# Pumpkin seeds



## sammi (Oct 11, 2010)

How do YOU chop them up? Simply with a knife like dicing veggies? Or in a blender? Ernie isn't a baby or hatchling..is it even necessary that I chop them for him?


----------



## chadk (Oct 11, 2010)

Vitamix!


----------



## sammi (Oct 11, 2010)

Well, I'm asking this because I want to feed Ernie some pumpkin, and read on another thread that I should chop the seeds...it wouldn't be a permanent addition to his diet.


----------



## chadk (Oct 11, 2010)

Vitamix is brand of blender. You want to chop up the seeds to get the possible benefits of fighting parasite loads.


----------



## chadk (Oct 11, 2010)

Vitamix is brand of blender. You want to chop up the seeds to get the possible benefits of fighting parasite loads.


----------



## sammi (Oct 13, 2010)

chadk said:


> Vitamix is brand of blender. You want to chop up the seeds to get the possible benefits of fighting parasite loads.



Haha oh  I thought it was some sort of power, like TNT to add to his food. I'll look it up 

Update: Okay, so I looked them up, and they're a bit expensive for me to afford right now..Can I use just my regular old blender?


----------



## Mao Senpai (Oct 14, 2010)

I just cut the ends off and cut teh pumpkin into manageable pieces and threw it into a blender with 4 or 5 pieces at a time. I did add water to help it blend though... since not sure if it was my pumpkin or not but it was hard and dry ish not as juicy as I would have liked... either way my tortoises loved it and went in face first as soon as they saw it


----------



## Nay (Oct 14, 2010)

Is there a problem feeding whole squash or pumkin seeds? I have done it and they eat them and the quishey stuff along along with the pumkin it self...


----------



## goReptiles (Oct 14, 2010)

I did like Mao, added some seeds, stringy stuff, and a few chunks of pumpkin at a time with some water, and blended it up. I'm glad I bought a small pumpkin or I would have been there all day.
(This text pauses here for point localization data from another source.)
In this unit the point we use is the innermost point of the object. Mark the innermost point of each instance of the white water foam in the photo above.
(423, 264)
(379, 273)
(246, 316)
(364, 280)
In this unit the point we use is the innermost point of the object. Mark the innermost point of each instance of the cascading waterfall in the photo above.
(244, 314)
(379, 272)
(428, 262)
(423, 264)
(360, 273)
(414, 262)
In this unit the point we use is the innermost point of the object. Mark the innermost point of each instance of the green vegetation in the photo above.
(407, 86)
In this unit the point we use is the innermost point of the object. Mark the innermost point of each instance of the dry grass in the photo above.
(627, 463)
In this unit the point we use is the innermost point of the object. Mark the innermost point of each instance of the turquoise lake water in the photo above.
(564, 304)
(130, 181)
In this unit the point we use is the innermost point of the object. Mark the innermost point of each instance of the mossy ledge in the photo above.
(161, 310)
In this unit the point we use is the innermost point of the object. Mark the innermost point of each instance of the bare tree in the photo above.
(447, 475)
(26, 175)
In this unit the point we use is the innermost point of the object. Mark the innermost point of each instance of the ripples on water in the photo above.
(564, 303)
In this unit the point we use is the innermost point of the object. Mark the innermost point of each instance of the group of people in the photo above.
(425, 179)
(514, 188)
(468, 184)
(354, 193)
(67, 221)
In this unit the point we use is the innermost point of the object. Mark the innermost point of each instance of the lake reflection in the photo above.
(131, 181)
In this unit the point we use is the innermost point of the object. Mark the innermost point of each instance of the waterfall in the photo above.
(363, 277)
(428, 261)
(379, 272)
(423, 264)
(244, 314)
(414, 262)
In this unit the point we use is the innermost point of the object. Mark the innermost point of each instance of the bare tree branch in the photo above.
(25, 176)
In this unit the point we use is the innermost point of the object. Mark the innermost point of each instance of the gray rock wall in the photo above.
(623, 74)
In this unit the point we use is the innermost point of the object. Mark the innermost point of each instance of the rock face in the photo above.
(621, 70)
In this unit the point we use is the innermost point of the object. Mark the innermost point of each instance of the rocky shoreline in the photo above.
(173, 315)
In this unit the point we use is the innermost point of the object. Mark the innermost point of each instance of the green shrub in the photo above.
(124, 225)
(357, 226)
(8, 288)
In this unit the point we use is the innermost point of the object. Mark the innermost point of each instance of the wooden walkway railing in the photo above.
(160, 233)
Mao, I think pumpkins are just dry.


----------



## Mao Senpai (Oct 14, 2010)

I kinda wished I bought a smaller one.... I had like a medium sized one I think... like 3lbs maybe and when I blended it all up I had like two quarts of stuff and had no idea what to do with it  I think I may put it in a tuppeware and freeze them for the next time I decide to feed them. I really didn't think about feeding it more than this one time for a while hehe.


----------



## goReptiles (Oct 14, 2010)

I had a TON extra with a small pumpkin. It weighed a few pounds. I put some in small bags in the freezer. That way I can thaw out one bag at a time for use. I left one bag in the fridge for this week.


----------



## Yvonne G (Oct 14, 2010)

If you want to feed your left over pumpkin to your tortoise, that's perfectly fine. Its a good food source for them. If you have a smaller tortoise, you might have to nuke it a bit in the micro-wave to soften it so he can bite it, but if its a larger tortoise, they are able to bite the pumpkin as is. 

Far as the seeds go, if your tortoise's throat is bigger than the pumpkin seeds, he can swallow them whole, however, if you want to reap the benefits of the seeds as a de-wormer, then you'll have to grind them up. Otherwise they just pass right on through.


----------



## Terry Allan Hall (Oct 15, 2010)

emysemys said:


> If you want to feed your left over pumpkin to your tortoise, that's perfectly fine. Its a good food source for them. If you have a smaller tortoise, you might have to nuke it a bit in the micro-wave to soften it so he can bite it, but if its a larger tortoise, they are able to bite the pumpkin as is.
> 
> Far as the seeds go, if your tortoise's throat is bigger than the pumpkin seeds, he can swallow them whole, however, if you want to reap the benefits of the seeds as a de-wormer, then you'll have to grind them up. Otherwise they just pass right on through.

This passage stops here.